Black Duck Software is now providing its source-code checking software as an Internet-based service. The software, ProtexIP, is used to check for any potential violations of open-source or other software licenses within source code. Now, customers can subscribe to Black Ducks knowledge base through its ProtexIP/OnDemand service rather than installing their own servers on-site.
The new service has the same features as the productized ProtexIP—visibility into the origin of software that highlights potential license and IP (intellectual property) conflicts, and license-management and registry services that help identify software that has used the best available technology in implementing software compliance-management practices—but allows organizations to use and pay for those functions only when needed, said Douglas A. Levin, CEO of Waltham, Mass.-based Black Duck Software Inc.
Selling ProtexIP as a service makes a great deal of sense, especially for companies that would use it only infrequently or cant afford the cost of purchasing the entire product suite, said Amy Wohl, president of Wohl Associates, a consulting firm based in Narbeth, Pa.
“A small ISV might only want to use it when they get a new version ready for market and want to make sure they dont have any code in there of an unknown source, but spending the money to buy a copy of Black Duck might be prohibitive for them. This might be a more reasonable solution,” she said.
Another case where the service model might make sense would be when one company is thinking of acquiring another.
“You want to make sure that their software, which is a considerable part of their asset value, wont turn out to be a liability rather than an asset,” Wohl said. “You could check it to make sure its all actually owned by the company, and youd just want to run [ProtexIP] once to do that.”
ProtexIP/OnDemand uses Black Ducks digital Code Print technology and open-source knowledge base to recognize when code from a growing list—currently in the thousands—of open-source programs has been inserted into a users source code. The service can identify the license associated with the inserted code and point out potential conflicts between that license and other relevant license restrictions or business policies, Levin said. The system then develops a list of issues for review by the organizations legal experts.
To handle the analysis of code to validate its origins—typically a time-consuming but critical process— users might activate ProtexIP/OnDemands online service that automates the process, providing fast results.

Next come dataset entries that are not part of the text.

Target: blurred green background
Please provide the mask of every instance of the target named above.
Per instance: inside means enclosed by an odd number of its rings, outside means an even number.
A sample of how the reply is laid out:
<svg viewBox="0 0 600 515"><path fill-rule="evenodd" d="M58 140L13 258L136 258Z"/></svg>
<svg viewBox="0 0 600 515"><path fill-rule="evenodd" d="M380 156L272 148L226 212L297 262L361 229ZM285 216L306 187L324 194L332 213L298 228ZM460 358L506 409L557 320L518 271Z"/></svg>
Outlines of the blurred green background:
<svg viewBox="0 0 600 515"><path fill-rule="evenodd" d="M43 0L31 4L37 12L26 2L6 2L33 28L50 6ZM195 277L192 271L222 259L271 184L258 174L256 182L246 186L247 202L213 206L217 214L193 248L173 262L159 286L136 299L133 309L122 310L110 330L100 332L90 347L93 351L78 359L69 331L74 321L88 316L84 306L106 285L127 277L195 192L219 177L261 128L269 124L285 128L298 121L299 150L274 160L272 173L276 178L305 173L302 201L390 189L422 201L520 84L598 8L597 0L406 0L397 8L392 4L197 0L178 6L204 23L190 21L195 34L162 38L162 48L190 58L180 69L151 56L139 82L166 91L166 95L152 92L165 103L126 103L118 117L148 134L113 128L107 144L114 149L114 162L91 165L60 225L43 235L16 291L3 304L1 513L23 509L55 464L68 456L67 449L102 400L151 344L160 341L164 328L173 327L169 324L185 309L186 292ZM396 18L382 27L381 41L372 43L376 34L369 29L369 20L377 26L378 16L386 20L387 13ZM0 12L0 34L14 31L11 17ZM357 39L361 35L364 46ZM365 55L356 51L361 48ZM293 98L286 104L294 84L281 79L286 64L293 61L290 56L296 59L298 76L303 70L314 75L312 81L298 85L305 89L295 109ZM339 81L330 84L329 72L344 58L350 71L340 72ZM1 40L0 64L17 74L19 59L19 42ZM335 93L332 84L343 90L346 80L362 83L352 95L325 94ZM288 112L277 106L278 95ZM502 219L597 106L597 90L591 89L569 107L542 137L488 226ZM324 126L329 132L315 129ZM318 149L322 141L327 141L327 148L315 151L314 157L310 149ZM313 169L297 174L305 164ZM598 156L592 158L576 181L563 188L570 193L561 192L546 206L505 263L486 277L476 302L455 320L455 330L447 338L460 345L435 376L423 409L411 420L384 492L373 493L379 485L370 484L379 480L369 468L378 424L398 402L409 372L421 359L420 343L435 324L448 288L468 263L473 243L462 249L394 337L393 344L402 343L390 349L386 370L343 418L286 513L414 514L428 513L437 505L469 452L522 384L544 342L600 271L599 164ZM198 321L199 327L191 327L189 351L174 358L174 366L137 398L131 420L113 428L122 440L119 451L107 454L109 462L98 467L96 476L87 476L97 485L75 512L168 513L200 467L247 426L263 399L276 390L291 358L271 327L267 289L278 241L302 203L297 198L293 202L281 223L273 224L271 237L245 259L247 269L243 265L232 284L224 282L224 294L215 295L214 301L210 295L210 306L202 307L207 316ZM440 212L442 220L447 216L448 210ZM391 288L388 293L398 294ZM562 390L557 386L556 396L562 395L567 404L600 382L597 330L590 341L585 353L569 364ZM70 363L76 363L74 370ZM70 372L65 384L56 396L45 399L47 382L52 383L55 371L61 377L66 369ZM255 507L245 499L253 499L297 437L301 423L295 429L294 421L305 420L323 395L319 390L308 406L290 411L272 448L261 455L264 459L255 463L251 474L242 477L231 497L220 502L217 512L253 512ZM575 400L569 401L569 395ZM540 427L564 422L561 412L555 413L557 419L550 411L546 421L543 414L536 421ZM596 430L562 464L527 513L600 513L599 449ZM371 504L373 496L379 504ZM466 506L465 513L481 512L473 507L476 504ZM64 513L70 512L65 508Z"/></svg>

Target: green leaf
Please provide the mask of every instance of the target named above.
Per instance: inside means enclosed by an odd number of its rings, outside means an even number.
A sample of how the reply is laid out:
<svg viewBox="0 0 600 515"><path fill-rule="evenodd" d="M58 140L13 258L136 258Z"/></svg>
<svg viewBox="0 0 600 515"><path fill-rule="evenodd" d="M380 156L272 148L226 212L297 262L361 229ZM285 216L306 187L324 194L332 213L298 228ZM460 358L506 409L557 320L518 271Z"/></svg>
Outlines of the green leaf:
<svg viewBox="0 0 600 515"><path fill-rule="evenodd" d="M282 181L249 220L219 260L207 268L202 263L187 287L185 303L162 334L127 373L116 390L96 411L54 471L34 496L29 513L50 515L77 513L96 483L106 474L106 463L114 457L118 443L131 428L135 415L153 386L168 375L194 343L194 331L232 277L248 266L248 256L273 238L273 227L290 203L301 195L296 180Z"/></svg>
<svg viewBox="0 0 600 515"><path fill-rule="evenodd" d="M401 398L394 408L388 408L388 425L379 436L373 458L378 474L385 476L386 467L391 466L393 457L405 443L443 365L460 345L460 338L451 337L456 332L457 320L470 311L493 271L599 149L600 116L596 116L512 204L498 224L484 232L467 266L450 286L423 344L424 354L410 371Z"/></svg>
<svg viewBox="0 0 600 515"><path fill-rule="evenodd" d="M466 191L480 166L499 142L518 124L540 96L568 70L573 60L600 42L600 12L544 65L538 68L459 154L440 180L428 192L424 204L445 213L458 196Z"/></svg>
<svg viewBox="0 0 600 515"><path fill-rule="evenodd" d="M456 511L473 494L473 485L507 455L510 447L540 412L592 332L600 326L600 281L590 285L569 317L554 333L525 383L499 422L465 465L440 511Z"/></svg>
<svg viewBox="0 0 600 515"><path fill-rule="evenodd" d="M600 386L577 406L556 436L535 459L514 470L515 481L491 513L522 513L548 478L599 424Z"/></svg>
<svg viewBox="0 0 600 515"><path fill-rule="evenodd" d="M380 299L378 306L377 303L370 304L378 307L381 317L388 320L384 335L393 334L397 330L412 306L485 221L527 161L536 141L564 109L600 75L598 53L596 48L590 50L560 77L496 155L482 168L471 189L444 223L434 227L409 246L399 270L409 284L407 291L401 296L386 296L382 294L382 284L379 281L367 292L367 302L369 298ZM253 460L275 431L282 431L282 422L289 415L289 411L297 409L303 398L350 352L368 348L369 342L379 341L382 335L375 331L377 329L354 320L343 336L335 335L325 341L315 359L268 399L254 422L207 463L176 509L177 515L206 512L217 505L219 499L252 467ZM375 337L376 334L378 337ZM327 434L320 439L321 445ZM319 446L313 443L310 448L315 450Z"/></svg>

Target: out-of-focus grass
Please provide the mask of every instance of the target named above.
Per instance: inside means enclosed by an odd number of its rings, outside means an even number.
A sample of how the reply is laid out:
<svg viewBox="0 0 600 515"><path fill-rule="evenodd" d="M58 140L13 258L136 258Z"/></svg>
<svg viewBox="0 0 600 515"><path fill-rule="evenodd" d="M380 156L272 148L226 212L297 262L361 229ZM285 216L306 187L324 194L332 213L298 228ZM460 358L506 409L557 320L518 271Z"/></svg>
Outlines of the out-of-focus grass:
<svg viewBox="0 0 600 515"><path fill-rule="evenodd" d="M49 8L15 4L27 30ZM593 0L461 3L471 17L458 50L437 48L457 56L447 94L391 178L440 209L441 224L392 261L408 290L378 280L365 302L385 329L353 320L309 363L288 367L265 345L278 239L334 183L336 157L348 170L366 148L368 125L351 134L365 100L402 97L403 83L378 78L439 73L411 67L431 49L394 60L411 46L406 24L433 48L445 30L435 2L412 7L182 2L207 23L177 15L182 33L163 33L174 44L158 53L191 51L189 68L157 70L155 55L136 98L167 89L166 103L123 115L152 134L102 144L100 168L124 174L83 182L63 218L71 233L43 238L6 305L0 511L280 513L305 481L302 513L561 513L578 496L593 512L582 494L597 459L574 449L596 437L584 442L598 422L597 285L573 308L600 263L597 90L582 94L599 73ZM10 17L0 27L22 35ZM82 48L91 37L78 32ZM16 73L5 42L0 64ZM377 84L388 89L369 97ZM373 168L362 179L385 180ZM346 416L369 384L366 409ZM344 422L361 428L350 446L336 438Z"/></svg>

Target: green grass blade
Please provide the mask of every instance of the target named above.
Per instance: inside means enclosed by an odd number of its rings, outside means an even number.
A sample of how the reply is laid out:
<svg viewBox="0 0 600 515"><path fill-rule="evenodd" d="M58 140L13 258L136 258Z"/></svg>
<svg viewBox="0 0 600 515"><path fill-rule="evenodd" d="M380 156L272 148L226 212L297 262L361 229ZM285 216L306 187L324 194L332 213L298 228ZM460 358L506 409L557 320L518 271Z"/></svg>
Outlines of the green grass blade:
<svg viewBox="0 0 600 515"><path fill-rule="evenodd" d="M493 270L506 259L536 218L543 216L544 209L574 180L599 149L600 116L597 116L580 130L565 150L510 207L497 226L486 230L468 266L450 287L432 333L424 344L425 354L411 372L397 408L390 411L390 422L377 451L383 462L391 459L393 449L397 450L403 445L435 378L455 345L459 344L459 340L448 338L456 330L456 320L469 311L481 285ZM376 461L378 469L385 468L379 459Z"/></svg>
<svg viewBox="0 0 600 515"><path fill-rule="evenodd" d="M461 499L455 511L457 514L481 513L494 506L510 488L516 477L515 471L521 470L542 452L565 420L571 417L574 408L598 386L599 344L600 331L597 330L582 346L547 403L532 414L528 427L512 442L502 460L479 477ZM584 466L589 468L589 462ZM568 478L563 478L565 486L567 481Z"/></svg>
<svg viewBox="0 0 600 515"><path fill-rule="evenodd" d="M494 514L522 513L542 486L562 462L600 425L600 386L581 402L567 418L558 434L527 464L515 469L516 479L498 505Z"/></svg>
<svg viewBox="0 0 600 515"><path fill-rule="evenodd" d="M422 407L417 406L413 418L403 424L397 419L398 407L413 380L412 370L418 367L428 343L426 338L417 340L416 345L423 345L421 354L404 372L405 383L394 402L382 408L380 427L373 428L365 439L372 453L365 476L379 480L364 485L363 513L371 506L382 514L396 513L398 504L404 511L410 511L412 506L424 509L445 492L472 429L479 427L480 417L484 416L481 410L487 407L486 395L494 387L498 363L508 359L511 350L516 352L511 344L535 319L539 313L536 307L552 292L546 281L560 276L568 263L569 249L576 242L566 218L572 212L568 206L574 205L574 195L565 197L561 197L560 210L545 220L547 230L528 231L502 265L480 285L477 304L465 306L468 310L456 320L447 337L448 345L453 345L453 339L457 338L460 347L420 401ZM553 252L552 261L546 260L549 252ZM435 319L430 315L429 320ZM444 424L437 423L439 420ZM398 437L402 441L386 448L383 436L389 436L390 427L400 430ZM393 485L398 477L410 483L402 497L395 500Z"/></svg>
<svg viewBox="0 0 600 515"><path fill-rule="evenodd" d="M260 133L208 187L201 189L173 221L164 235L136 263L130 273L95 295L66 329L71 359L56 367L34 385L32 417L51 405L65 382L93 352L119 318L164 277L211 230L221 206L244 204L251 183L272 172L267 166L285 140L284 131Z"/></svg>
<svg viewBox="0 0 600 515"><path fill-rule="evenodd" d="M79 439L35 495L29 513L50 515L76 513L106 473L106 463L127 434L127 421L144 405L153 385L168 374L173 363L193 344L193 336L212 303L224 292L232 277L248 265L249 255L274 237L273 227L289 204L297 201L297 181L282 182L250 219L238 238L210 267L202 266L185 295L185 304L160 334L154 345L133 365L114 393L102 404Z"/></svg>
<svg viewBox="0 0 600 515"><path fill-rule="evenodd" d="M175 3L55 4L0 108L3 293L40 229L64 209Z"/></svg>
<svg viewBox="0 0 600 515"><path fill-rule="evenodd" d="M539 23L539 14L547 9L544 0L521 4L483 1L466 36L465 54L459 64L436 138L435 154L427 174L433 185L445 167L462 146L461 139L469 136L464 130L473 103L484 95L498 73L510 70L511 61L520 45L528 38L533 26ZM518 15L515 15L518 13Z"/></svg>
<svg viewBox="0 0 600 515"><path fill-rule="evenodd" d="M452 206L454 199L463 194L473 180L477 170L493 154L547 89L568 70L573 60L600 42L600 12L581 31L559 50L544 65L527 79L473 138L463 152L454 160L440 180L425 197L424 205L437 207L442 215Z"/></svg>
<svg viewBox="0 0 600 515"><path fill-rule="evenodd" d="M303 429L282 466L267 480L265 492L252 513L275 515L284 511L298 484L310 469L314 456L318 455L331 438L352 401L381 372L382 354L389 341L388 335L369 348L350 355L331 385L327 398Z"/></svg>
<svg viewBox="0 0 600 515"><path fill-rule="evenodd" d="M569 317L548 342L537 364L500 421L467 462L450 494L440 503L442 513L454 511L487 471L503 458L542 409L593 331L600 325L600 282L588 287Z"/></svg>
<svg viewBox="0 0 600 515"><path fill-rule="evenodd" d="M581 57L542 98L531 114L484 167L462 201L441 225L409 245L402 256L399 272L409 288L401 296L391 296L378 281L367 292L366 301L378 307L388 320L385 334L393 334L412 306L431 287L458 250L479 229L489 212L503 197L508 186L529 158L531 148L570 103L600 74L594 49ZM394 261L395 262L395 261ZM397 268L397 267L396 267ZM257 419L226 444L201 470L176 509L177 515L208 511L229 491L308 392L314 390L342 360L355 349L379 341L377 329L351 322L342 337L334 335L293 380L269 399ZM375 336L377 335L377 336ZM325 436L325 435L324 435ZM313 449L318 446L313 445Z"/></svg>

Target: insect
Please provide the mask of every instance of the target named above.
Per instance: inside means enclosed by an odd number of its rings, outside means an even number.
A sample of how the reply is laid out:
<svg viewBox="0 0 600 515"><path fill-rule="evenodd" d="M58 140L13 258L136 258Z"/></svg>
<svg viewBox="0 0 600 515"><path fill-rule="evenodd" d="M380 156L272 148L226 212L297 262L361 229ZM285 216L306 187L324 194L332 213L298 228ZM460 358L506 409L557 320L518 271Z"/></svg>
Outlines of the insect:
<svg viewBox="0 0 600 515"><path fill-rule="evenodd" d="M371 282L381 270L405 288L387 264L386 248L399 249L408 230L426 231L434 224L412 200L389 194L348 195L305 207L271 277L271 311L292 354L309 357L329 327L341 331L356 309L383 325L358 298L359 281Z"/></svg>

Validating code has become an even bigger issue in the past few years, thanks to the legions of software engineers who now download software from the Internet, making this function particularly useful.
“When companies used to acquire software, there was an approval process in place based on the cost of the software, so somebody always had to sign off on the expenditure,” Wohl said. “But today developers are downloading free software off of the Internet, and there is no system yet that has the kind of control that the money-driven system had in the past. This is a way of checking out all of the software youve acquired thats being used in your company.”